MARINE CORPS AIR GROUND COMBAT CENTER TWENTYNINE PALMS, Calif. -- Since the war on terrorism began in March 2003, there has been a steady increase in the use of military working dogs, according to Army Col. David Rolfe in an article by Donna Mills, the American Forces Press Service.
More than 500 military working dogs are trained each year to serve alongside Soldiers, Airmen, Sailors and Marines, to guard military installations and detect drugs and explosives.
The health and care for these assets to America’s fighting force is vital, and is a duty assigned to the U.S. Army and their veterinarians.
Maj. Greg Taylor, an Army reservist from South Dakota, is activated for two weeks, each year, and travels to military bases in Southern California to provide veterinary services.
He makes a stop at the Combat Center to provide care for the 10 military working dogs stationed here with the Provost Marshal’s Office Military Working Dogs unit.

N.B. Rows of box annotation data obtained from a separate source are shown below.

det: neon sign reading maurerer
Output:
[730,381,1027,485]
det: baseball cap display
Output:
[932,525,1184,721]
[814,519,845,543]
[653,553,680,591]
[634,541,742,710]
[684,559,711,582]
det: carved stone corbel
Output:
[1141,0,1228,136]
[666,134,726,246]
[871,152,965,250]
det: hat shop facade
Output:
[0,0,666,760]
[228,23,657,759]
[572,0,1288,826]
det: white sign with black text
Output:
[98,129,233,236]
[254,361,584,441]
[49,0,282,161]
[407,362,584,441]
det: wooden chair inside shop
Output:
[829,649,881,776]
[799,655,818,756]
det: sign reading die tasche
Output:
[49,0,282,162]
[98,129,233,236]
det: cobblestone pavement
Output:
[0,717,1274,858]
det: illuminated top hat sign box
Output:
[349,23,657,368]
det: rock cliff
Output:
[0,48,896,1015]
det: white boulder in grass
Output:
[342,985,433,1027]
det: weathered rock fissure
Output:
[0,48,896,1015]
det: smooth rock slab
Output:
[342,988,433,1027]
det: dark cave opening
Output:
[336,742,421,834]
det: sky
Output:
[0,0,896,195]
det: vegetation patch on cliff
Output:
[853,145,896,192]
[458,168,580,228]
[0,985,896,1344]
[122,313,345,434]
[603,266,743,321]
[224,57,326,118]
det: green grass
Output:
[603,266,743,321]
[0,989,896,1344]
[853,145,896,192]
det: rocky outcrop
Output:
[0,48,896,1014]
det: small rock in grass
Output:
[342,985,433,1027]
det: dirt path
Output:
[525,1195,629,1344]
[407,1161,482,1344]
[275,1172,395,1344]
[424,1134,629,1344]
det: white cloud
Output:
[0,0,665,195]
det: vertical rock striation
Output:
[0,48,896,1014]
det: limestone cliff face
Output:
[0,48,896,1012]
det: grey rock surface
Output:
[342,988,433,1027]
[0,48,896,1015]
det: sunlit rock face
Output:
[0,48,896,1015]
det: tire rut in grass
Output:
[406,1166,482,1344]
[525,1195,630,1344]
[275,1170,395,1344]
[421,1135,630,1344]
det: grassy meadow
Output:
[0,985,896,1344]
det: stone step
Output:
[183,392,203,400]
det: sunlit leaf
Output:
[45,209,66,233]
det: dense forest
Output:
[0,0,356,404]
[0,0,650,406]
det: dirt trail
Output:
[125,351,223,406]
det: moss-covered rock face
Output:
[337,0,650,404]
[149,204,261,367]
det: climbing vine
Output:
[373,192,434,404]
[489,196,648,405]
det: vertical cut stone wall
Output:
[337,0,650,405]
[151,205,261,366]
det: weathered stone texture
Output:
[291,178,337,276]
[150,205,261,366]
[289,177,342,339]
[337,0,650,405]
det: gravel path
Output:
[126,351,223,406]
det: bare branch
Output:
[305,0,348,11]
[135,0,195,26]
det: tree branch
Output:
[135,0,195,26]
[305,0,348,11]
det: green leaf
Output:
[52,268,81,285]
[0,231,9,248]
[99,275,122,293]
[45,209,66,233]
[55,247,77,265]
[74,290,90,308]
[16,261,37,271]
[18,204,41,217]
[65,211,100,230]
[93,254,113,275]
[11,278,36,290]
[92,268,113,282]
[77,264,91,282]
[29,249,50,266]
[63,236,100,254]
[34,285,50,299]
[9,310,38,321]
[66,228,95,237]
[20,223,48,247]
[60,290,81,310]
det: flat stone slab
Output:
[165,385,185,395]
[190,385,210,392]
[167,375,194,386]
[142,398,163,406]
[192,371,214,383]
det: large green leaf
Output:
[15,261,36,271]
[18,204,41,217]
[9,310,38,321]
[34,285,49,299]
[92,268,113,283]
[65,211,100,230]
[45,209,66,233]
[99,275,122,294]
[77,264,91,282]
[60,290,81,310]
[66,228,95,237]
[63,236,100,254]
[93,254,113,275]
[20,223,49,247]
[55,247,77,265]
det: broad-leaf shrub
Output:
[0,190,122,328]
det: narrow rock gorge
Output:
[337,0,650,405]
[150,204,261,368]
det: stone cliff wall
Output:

“Military working dogs are proving to become more and more useful as time goes by,” said Taylor. “They’re able to go ahead of the troops to detect explosives, and this is saving the lives of our service members.”
Records show the use of dogs in battle since World War I and more so in World War II, but their abilities are broadening as technology is advancing, he said.
“They’re starting to train dogs in the military to track down snipers and the people who plant [improvised explosive devices],” Taylor said. “This makes them more valuable to our troops.”
Although military working dogs are on top of his priority list, there are other duties veterinarians and their staff performs with just as much care.
“We monitor the safety of all the food and drink resources aboard the base,” explained Staff Sgt. Chad Baker, noncommissioned officer-in-charge of food inspections at the Combat Center Animal Clinic.
This includes the commissary, the main exchange, the fast food facilities, the mess halls and the food shipped into these facilities.
“We make sure the contracts are fulfilled,” Baker said. “We make sure the military is getting what they paid for.”
Veterinarians aboard military installations also provide care for the pets of active duty, reserve and retired service members.
Although the animal clinic isn’t a full-service clinic, the facility is able to give vaccinations, referrals and minor injury analysis.
With a new full-time veterinarian scheduled to come in late October, full services including neutering, spaying, and various surgeries, will be available for PMO’s working dogs and service member’s pets throughout the base, said Taylor.
Until then, Taylor recommends several measures to take for keeping pets healthy:
• Give pets all necessary vaccinations, including rabies, distemper and parvo viruses. The clinic is able to provide these vaccinations.
• In the summer heat, provide a shady area for pets or keep them inside the house, and always have cool water available for them.
• Don’t over-feed pets. An overweight pet is more likely to experience heat exhaustion or illness.
• Feed pets a guaranteed nutritionally balanced brand of food. Less-expensive, no-name brands are like junk food to a dog, said Taylor.